I came home early from work, although Raph didn’t seem to notice. As usual, he was inebriated. Calmly and quietly, I took his drink and his bottle and poured them down the drain. Then I whipped up a half-assed dinner and turned on Channel Four, WBNX, the only station allowed to air.
“Raph, you need to sober up. Tonight’s the night. Steele himself told all of us to go home for this broadcast. Maybe a world truce?”
“Wish I had a drink to hear all of this bullshit. Wonder which heads of state are even alive,” he said. “Notice how the vice president is speaking and not the president? He must be dead as well.”
“Stay tuned, right? Hey, next time you go stealing booze, can you get us some steak and potatoes, maybe some shrimp and lobster? Hell, any kind of food would be good. Aren’t you getting hungry for real food? Man shall not live by booze alone.”
“Ah, the Bible, right? Funny. Speaking of miracles, you haven’t thrown me out on my ass yet.” Raphael wore a guilty look on his face as he sipped the last Diet Coke. He looked me in the eyes and said, “Oh Jax, I’ve been the guest from hell.”

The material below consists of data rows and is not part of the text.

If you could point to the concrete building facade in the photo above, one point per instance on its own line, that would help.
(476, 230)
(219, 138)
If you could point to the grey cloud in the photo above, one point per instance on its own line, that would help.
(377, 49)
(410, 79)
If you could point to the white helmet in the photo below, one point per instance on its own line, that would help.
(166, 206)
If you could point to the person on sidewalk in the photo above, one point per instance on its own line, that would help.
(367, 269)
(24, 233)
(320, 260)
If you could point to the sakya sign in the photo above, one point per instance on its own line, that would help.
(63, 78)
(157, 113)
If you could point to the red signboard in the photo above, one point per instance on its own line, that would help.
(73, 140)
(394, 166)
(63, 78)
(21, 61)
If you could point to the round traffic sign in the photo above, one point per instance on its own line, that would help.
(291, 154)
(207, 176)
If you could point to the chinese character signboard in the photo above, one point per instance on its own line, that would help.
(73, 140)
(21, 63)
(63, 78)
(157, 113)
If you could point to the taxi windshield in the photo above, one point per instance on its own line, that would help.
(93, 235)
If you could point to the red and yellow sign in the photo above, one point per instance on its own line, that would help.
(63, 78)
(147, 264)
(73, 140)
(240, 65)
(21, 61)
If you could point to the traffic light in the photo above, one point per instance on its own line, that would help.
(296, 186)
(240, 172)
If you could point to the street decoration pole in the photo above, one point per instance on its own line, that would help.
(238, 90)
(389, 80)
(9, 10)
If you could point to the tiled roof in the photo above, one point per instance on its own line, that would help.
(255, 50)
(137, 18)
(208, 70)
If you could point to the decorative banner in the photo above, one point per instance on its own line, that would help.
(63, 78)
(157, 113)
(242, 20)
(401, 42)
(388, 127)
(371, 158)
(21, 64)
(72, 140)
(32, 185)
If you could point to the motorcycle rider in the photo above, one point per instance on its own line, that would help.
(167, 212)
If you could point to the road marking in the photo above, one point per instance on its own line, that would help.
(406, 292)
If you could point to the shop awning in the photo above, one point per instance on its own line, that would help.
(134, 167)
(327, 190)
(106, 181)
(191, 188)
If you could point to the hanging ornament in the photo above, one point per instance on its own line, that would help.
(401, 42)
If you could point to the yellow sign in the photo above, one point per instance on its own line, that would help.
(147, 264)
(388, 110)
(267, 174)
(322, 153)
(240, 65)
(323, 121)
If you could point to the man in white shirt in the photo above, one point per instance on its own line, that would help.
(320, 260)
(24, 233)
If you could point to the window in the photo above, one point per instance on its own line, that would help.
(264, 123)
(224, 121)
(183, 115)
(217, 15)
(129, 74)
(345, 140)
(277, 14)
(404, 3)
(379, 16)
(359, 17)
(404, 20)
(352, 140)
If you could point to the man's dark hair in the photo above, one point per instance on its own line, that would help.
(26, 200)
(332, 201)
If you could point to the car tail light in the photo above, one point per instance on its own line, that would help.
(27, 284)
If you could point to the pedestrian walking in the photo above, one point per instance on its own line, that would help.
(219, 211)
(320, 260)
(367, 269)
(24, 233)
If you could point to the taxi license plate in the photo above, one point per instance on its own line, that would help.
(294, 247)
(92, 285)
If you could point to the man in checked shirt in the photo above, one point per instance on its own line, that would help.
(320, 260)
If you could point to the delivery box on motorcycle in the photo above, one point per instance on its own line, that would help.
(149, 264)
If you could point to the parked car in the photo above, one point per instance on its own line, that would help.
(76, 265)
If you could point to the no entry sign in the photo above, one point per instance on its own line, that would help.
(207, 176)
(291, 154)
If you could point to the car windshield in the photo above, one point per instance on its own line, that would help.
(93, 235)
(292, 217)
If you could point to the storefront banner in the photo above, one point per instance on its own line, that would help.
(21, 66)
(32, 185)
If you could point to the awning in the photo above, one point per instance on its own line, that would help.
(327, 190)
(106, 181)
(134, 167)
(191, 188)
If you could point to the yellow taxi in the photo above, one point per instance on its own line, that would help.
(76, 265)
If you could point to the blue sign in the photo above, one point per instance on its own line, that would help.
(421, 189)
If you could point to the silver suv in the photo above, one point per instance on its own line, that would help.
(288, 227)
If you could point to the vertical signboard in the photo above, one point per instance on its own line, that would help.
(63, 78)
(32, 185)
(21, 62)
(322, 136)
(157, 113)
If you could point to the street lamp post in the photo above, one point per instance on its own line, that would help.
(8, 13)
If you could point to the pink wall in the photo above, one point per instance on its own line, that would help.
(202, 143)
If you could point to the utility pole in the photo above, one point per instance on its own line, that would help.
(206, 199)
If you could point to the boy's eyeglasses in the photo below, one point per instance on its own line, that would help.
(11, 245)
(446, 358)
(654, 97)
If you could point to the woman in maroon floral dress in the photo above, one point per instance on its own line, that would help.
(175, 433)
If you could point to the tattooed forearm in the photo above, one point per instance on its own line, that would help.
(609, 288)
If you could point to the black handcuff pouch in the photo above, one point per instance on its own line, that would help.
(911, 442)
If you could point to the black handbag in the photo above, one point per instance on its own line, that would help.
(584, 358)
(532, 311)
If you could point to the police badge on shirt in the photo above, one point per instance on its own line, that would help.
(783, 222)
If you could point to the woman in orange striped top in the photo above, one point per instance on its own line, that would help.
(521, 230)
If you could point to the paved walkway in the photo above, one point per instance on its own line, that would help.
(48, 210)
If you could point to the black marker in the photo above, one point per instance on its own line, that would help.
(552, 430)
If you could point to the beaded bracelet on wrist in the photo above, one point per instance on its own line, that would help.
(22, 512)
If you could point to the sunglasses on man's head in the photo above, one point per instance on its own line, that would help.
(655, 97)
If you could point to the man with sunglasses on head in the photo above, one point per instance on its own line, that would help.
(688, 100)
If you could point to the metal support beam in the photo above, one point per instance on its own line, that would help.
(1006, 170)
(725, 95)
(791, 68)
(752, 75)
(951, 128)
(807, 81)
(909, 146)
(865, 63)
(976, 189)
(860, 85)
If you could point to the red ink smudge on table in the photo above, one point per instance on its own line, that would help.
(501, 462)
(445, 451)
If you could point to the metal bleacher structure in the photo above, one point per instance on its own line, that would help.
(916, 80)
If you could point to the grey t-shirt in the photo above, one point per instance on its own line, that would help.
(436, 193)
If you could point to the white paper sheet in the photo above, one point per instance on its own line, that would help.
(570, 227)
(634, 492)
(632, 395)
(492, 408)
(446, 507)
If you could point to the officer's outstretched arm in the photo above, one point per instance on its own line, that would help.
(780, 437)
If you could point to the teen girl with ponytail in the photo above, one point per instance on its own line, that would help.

“I guess the end of the world has that effect on some people. Last week you scared the shit out of me. You could have died. Just stop drinking so much. We’ve got to pull ourselves together in case.”
“In case what?”
“In case this is not the end. In case this is just the beginning.”
Raphael sighed and rolled his eyes. “My grandfather, George, you would have loved him, anyway, he warned me about this. We should just kill ourselves now. Get it over with before…”
“Before what?” I asked. He was still very drunk.
“It doesn’t matter. You hear from your folks?” I shook my head. Raphael’s brown eyes teared up. I knew he loved them like his own family. “Okay then. I will steal some good food for you. Booze for me and food for you. And it will be something gourmet and expensive, since you’re such a nice host.”
I just shook my head in disgust. Maybe he would snap out of this road to self-destruction. The colored bars on Channel Four finally went away. A stage with a podium and a United Nations flag hung behind it filled the television screen. A few seconds later, Vice President Al-Basaam walked onto the stage. He looked a decade older than his forty-nine years. His salt and pepper black hair was now full-blown gray. The bags underneath his eyes were a deep purplish-brown. A woman stood on the main floor. As soon as the vice president spoke, her hands signed his words. I turned up the volume.